The cjiao/OpenThinker3-1.5B-test is a 1.5 billion parameter language model, fine-tuned from Qwen/Qwen2.5-1.5B-Instruct. It was trained on the open-thoughts/OpenThoughts-114k dataset, leveraging a 32768-token context length. This model is designed for general language understanding and generation tasks, building upon the Qwen2.5 architecture.
Loading preview...
Overview
cjiao/OpenThinker3-1.5B-test is a 1.5 billion parameter language model, fine-tuned from the Qwen/Qwen2.5-1.5B-Instruct base model. It utilizes a substantial context length of 32768 tokens, making it suitable for processing longer inputs and generating coherent, extended responses.
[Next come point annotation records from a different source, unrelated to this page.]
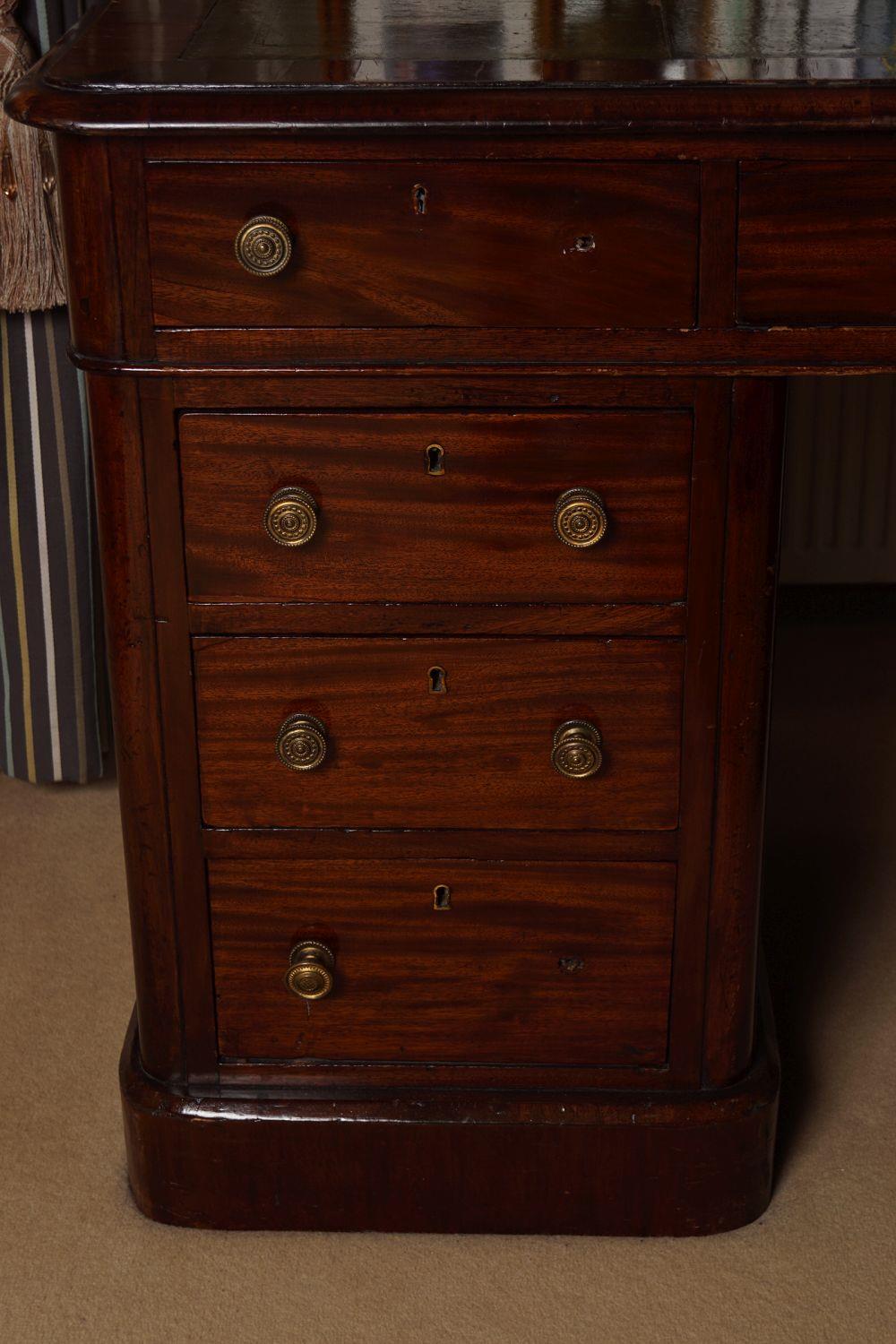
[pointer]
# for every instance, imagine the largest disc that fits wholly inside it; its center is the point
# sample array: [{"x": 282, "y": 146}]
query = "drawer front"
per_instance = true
[
  {"x": 438, "y": 507},
  {"x": 481, "y": 245},
  {"x": 543, "y": 962},
  {"x": 817, "y": 244},
  {"x": 440, "y": 733}
]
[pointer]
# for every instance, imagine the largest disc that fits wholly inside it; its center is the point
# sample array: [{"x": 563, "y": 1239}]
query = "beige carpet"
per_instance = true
[{"x": 77, "y": 1262}]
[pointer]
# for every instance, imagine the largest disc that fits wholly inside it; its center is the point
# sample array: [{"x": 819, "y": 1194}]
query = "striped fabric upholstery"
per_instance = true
[{"x": 50, "y": 717}]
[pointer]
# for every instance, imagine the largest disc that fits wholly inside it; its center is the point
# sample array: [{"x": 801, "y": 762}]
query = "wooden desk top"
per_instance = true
[{"x": 285, "y": 64}]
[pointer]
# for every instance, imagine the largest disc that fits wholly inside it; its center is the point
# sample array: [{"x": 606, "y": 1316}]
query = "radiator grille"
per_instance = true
[{"x": 840, "y": 486}]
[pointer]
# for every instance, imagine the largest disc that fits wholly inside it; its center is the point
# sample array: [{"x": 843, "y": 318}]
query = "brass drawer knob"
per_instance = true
[
  {"x": 263, "y": 245},
  {"x": 301, "y": 742},
  {"x": 579, "y": 518},
  {"x": 576, "y": 749},
  {"x": 311, "y": 970},
  {"x": 290, "y": 518}
]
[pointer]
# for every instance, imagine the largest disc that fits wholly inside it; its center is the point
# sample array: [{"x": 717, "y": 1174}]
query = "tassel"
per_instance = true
[{"x": 31, "y": 266}]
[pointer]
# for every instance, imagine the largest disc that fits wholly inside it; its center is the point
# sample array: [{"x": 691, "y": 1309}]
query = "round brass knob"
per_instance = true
[
  {"x": 290, "y": 518},
  {"x": 263, "y": 245},
  {"x": 301, "y": 742},
  {"x": 311, "y": 970},
  {"x": 576, "y": 749},
  {"x": 579, "y": 518}
]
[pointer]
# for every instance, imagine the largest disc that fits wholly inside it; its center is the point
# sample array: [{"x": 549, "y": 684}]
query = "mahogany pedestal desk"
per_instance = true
[{"x": 435, "y": 363}]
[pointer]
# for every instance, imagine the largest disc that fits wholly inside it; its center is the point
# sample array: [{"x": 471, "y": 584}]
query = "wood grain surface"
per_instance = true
[{"x": 482, "y": 531}]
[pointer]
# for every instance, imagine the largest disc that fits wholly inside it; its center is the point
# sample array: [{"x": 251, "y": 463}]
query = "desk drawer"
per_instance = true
[
  {"x": 435, "y": 734},
  {"x": 433, "y": 507},
  {"x": 817, "y": 244},
  {"x": 429, "y": 245},
  {"x": 541, "y": 962}
]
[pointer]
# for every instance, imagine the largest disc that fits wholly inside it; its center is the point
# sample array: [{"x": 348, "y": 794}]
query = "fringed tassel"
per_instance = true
[{"x": 31, "y": 266}]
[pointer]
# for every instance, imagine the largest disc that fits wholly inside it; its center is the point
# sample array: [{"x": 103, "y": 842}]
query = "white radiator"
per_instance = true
[{"x": 840, "y": 483}]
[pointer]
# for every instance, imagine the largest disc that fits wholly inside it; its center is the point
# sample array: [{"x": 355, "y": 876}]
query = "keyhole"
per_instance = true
[{"x": 435, "y": 460}]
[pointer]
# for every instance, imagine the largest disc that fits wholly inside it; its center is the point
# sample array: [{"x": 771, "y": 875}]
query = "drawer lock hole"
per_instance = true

The model's training involved a specific dataset, open-thoughts/OpenThoughts-114k, which suggests a focus on general conversational or thought-processing tasks.
Training Details
The fine-tuning process for OpenThinker3-1.5B-test involved specific hyperparameters:
- Learning Rate: 0.00016
- Batch Size: 8 (train), 8 (eval)
- Gradient Accumulation Steps: 16
- Optimizer: AdamW with default betas and epsilon
- Scheduler: Cosine learning rate scheduler with 0.1 warmup ratio
- Training Steps: 10
This configuration indicates a focused fine-tuning effort on the specified dataset. The model was trained using Transformers 4.46.1 and PyTorch 2.5.1+cu121.